Do you think of your ambassador programme as part of marketing for VSO?
Yes I do. I think of them as an extension of the marketing department and as small part of the education department.
What is the most important thing your ambassadors provide or add to VSO?
In their entirety they are an amazing task force. They are hard working, creative, enthusiastic and open minded. They are priceless in my mind and perhaps the best marketing tool there is.
What do they get out of being ambassadors?
They are routinely offered free tickets, invitations to special events to meet the staff and musicians, a back stage tour and the opportunity to be a recognized part of the VSO. It seems they also gain a good deal of personal reward.
Do they get results you can measure?
No they do not, not ones I can stick onto an excel sheet that is. It’s a long term investment.
We did start out by giving each Ambassador a personal code whereby if anyone bought tickets and quoted that code, their tickets would count towards the Ambassadors’ total. However, I felt it wasn’t working for several reasons. The first one being it didn’t make sense for anyone to remember a code and repeat it to a customer service rep when it didn’t effect them in any way, ie. there wasn’t a discount or a perk associated with it. Secondly, I didn’t think it showed we had much faith in the Ambassadors and it erased a part of the good will, we’re doing this because we love it vibe.
How much time do you spend managing them?
Quite a fair amount. I would say with organizing events, answering everyone’s questions and building my ambassador base it takes up much more time than I had imagined. It’s definitely hard to measure but depending on where I am in the season it ranges from 0 hours per week to perhaps 16 hours per week.
Is it expensive to run an ambassador programme? Is it cost-effective?
So far it hasn’t cost us anything other than the clean up costs after one of the special events plus my time. However, I view the Student Ambassador Programme as part of my role as the VSO’s Community Engagement Coordinator and I can’t think of a better, more cost effective way to reach this demographic.
Have you ever had to deal with an ambassador that is not effective in some way?
An Ambassador whose heart really isn’t in it is pretty obvious and will normally just stop responding to me. After a fair amount of time I cut them off. I haven’t had to kick anyone off as such.
What tips would you give to someone who is just starting to put an ambassador programme together?

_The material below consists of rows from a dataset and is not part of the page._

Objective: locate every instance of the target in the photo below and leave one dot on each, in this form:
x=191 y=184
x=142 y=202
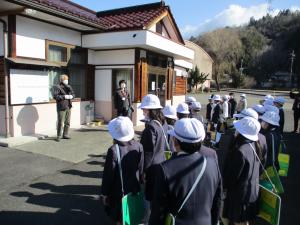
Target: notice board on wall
x=29 y=86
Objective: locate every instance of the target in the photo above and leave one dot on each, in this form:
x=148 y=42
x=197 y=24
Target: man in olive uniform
x=63 y=94
x=122 y=100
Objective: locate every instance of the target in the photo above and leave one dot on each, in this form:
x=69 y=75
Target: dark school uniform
x=132 y=160
x=154 y=145
x=175 y=178
x=241 y=183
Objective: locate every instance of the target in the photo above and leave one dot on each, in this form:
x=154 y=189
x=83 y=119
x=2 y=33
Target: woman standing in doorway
x=122 y=100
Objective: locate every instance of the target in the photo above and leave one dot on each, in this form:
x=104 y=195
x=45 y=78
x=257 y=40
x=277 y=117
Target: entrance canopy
x=137 y=39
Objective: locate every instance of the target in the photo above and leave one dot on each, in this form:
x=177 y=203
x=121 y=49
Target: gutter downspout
x=7 y=134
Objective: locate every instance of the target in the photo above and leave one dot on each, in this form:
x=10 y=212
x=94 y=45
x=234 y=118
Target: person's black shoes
x=66 y=137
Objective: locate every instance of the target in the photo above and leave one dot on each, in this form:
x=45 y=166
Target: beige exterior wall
x=203 y=61
x=39 y=119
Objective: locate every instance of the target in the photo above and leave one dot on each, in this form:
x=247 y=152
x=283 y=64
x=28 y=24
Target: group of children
x=190 y=185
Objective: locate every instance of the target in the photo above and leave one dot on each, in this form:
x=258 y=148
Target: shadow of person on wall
x=27 y=118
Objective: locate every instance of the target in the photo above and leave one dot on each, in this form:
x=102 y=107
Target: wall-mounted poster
x=29 y=86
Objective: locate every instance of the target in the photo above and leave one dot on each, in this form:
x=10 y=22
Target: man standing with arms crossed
x=63 y=94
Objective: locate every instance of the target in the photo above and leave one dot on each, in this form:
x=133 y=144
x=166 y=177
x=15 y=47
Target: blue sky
x=197 y=16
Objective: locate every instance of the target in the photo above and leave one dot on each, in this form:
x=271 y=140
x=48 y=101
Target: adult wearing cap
x=270 y=128
x=170 y=115
x=153 y=139
x=241 y=174
x=233 y=103
x=216 y=111
x=225 y=110
x=122 y=100
x=296 y=109
x=132 y=159
x=175 y=178
x=183 y=111
x=242 y=103
x=279 y=102
x=260 y=109
x=63 y=94
x=196 y=108
x=249 y=112
x=209 y=108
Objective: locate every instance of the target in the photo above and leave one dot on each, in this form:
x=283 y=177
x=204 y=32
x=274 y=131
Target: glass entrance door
x=157 y=86
x=117 y=76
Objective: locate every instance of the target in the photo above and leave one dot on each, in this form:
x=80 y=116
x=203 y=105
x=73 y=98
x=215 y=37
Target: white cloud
x=234 y=15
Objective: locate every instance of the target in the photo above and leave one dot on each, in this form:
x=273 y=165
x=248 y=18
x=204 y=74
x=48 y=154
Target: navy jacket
x=154 y=145
x=175 y=178
x=281 y=121
x=59 y=93
x=132 y=159
x=241 y=183
x=208 y=111
x=272 y=158
x=216 y=114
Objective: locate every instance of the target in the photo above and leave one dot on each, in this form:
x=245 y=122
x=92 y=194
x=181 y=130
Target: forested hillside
x=263 y=47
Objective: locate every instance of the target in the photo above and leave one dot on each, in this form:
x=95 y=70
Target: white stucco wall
x=113 y=57
x=178 y=99
x=103 y=85
x=42 y=118
x=140 y=38
x=1 y=35
x=2 y=119
x=31 y=36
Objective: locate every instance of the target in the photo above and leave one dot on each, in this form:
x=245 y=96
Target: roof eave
x=45 y=9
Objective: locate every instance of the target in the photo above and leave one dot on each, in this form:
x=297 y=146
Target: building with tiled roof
x=46 y=38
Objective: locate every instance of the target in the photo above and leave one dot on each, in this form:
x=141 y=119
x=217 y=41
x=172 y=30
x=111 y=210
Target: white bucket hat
x=190 y=99
x=268 y=97
x=196 y=106
x=271 y=117
x=271 y=108
x=150 y=102
x=248 y=127
x=170 y=112
x=217 y=98
x=121 y=129
x=183 y=108
x=259 y=109
x=189 y=130
x=247 y=113
x=268 y=102
x=280 y=100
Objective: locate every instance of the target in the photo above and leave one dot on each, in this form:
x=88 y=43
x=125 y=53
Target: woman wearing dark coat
x=132 y=159
x=270 y=128
x=241 y=174
x=122 y=100
x=153 y=139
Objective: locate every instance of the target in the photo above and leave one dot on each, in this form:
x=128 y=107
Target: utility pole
x=293 y=56
x=241 y=68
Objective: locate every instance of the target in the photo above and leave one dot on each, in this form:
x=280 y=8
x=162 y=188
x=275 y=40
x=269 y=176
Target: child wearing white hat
x=279 y=102
x=242 y=104
x=131 y=155
x=196 y=108
x=171 y=116
x=183 y=111
x=175 y=179
x=242 y=170
x=270 y=128
x=153 y=139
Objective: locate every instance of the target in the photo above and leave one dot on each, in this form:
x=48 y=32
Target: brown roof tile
x=135 y=17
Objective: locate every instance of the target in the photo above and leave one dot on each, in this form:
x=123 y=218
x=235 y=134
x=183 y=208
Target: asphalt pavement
x=45 y=182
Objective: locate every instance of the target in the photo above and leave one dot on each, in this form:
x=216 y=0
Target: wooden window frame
x=59 y=44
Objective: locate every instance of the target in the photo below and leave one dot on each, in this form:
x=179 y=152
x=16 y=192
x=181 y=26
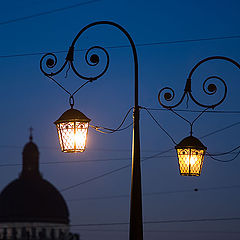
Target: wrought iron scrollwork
x=209 y=87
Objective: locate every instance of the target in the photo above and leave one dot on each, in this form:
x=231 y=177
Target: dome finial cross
x=30 y=137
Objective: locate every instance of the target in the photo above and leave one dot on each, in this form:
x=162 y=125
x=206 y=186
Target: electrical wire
x=110 y=172
x=219 y=160
x=220 y=130
x=109 y=130
x=156 y=193
x=194 y=111
x=161 y=231
x=47 y=12
x=126 y=46
x=161 y=221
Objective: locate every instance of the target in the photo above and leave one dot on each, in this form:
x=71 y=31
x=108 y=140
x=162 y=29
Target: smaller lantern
x=190 y=153
x=72 y=128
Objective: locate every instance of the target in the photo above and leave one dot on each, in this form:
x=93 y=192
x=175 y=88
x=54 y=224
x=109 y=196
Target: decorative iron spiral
x=92 y=60
x=208 y=88
x=49 y=61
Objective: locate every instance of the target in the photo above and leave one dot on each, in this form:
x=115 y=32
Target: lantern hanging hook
x=71 y=101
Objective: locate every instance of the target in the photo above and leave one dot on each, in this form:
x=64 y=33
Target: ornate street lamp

Maintain almost a friendship with your Ambassadors. Talk to them as often as you can either over the phone or via e-mail on a one to one basis and keep a personal touch. It is easy to be overly zealous and communicate with your Ambassadors as though you’re a living breathing press release. It’s not necessary to ‘sell’ to them and in fact as it has been documented lately that can be quite a powerful turn off. Just be yourself, have fun and be personable. They’re doing this for fun and you’re a part of that fun.